Hume says:--
"We find, by experience, that when any impression has been present
in the mind, it again makes its appearance there as an idea, and
this it may do in two different ways: either when, on its new
appearance, it retains a considerable degree of its first vivacity,
and is somewhat intermediate between an impression and an idea; or
when it entirely loses that vivacity, and is a perfect idea. The
faculty by which we repeat our impressions in the first manner, is
called the _memory_, and the other the _imagination_."--(I. pp. 23,
24.)
And he considers that the only difference between ideas of imagination
and those of memory, except the superior vivacity of the latter, lies
in the fact that those of memory preserve the original order of the
impressions from which they are derived, while the imagination "is free
to transpose and change its ideas."
The latter statement of the difference between memory and imagination is
less open to cavil than the former, though by no means unassailable.
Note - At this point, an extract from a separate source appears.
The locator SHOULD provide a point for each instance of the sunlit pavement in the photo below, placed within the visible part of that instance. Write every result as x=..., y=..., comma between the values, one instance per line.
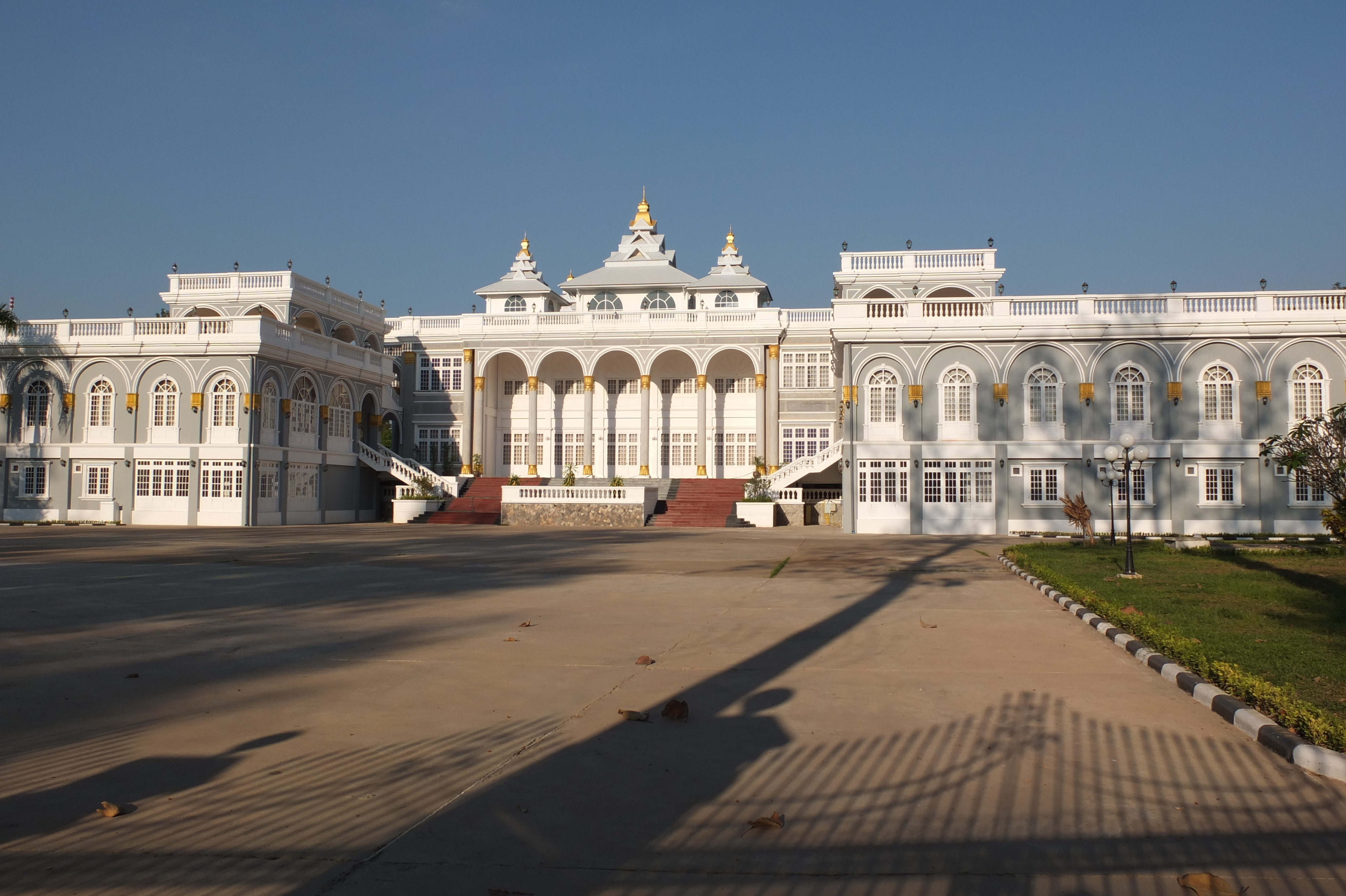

The special characteristic of a memory surely is not its vividness; but
that it is a complex idea, in which the idea of that which is remembered
is related by co-existence with other ideas, and by antecedence with
present impressions.
If I say I remember A. B., the chance acquaintance of ten years ago, it
is not because my idea of A. B. is very vivid--on the contrary, it is
extremely faint--but because that idea is associated with ideas of
impressions co-existent with those which I call A.